I really don’t know what to say about this news of termites. Termites to me still seem like something in a cartoon – a comedy pest if you will. Though, if they do get anywhere near The Mom’s house, we’re stuffed.
I don’t really have that kind of bug-related issue over here, except Spider Season. The spiders aren’t trying to destroy my flat, but they’re trying to destroy something.
When I first moved over to these shores, I lived down in Cornwall. Way down in the back and beyond of Cornwall. I think the spiders are bigger there on purpose. Like they have more room to grow, clean air, bigger nests in which to grow and become freakishly large, as opposed to their city-dwelling friends. When I first moved over, I didn’t even realise spider season was a thing. I thought people were just being a bit funny. Then I got a few bites. Not fun. Worse still was seeing the creature that had bitten me stalk off to other parts of the flat. Not at all reassuring.

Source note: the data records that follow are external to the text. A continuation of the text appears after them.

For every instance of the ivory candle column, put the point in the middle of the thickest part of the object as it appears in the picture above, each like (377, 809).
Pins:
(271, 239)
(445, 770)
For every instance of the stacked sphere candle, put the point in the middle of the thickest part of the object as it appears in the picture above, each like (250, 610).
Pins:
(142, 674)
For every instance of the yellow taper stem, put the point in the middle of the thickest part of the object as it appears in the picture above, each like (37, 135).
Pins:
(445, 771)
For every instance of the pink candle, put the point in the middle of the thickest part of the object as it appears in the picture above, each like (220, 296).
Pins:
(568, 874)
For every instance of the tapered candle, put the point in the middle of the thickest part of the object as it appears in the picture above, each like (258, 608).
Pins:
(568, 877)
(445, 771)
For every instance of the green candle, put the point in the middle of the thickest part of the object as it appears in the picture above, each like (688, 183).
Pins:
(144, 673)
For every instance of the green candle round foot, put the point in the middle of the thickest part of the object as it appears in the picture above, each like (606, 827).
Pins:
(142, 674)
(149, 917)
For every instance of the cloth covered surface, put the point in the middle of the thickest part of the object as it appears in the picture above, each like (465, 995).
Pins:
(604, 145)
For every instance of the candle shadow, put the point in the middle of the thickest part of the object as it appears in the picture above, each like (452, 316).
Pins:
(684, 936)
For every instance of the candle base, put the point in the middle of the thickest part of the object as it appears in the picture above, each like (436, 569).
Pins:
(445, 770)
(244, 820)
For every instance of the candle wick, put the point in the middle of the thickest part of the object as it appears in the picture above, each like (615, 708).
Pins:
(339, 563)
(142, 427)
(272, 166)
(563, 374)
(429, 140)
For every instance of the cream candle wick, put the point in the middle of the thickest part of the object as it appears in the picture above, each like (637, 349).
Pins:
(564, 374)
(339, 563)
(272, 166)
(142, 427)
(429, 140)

One houseshare – six students in all – used to keep a jar on the mantle with two spiders in it. Every time the big guy ate the little one, they’d get him a new sparring partner. The big spider grew to terrifying proportions and I do believe was released into the garden for surviving the entire thing. We used to watch him as he attacked the other ones. Spider fighting. Look, the weather gets bad and there’s not a lot to do in a tiny fishing village.
But despite some freaky nightmares and a few scratchy bites, spider season isn’t quite the same as having your house eaten by termites. And I suppose the only comparable thing here is the mould or the damp or the unholy combination of the two.
Not being a homeowner myself, I tend to worry less about the various kinds of damp that can afflict places. As a renter, I can just pack up and move. But I have seen some truly astonishing things that mould has done.
Friends who live in London had a garden flat (which is not quite a basement flat because there are no basements here, but it’s below grade). So already a bit on the dampish side. But they got dehumidifiers and kept the heating on and felt that generally things would be okay. Until such time as they looked at their dining room chairs that had a soft cover, and the shoes they’d stored under the bed, which were all covered in white mould.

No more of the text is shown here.